Saved you 3000 words

Hey, you have to justify three engineers full time's worth of salary.
I wonder if this bug was found via project glasswing
> We spent six weeks chasing a nearly invisible bug — a race condition that occurred only under specific conditions — in the hyper library that impacted how the Images binding returned processed image data back to the client. In the end, it took four lines of code to fix it.

That's a long time, must be frustrating.

It is a long time and it gets frustrating when there is significant time where there is flailing with no visible progress.

I have had long bug hunts (~a month each) and witnessed ones that took much, much longer. But the longest one I witnessed was drawn out because reproduction was initially unreliable and could take weeks to months. Thankfully, reproduction was by letting a box sit in a corner while tje people involved moved on to other tasks. This kept everybody sane.

Would using Rust have prevented this?
I get that it’s fun to dunk on Rust when a Rust bug surfaces. But is it a bit petty to bring this out when there’s any type of bug of any severity in any Rust software?

In this case a small minority of requests were getting truncated responses.

No one said Rust software is bug free.
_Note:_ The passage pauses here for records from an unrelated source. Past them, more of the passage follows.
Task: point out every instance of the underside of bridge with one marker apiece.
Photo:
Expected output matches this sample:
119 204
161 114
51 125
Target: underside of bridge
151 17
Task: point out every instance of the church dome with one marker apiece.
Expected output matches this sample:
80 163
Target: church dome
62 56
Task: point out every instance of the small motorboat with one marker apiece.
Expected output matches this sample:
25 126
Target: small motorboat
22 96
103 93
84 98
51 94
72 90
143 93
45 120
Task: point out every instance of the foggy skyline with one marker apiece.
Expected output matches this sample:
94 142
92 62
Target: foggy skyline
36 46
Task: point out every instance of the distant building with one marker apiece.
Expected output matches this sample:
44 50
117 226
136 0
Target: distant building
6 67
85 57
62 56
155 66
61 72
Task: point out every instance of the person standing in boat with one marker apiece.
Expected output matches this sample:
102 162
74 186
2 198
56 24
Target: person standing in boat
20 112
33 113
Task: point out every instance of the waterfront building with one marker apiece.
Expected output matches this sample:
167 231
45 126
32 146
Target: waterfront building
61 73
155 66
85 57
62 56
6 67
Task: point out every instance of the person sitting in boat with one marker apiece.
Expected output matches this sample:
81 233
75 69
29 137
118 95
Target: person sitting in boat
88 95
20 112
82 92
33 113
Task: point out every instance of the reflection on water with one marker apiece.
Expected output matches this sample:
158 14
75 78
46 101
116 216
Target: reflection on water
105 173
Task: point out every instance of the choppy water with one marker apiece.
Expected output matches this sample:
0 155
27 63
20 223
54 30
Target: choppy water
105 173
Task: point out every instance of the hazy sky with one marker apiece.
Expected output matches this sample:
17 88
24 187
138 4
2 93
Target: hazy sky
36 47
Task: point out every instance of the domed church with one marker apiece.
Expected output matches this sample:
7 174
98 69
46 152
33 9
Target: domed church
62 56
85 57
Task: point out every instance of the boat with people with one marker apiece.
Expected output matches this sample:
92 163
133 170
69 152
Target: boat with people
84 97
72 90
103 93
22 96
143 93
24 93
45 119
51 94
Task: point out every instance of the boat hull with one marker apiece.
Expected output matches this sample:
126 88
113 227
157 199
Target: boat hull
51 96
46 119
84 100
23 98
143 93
If someone thinks that they’ve been seriously misled.

So much for Rust forcing you to handle errors.
This would have been flagged by Clippy lints `let_underscore_untyped` or `let_underscore_must_use`, which sadly are not enabled by default.
So “fearless concurrency” still only happens when one just decides to not be afraid… :)
Nice writeup, but I don't understand how `curl` didn't trigger bug for them (or any other hyper HTTP server out there), given the explanation in the article.

`curl --http1.1` sends `Connection: Close` so sender (hyper) must attempt to shutdown connection after sending whole body. Surely any network is slower than memory copy into socket kernel buffers, so it must reliably trigger condition "buffer flush can't be done in one go" and thus trigger early TCP shutdown.

Yet Cloudflare relies on bugs in browsers to "verify" you.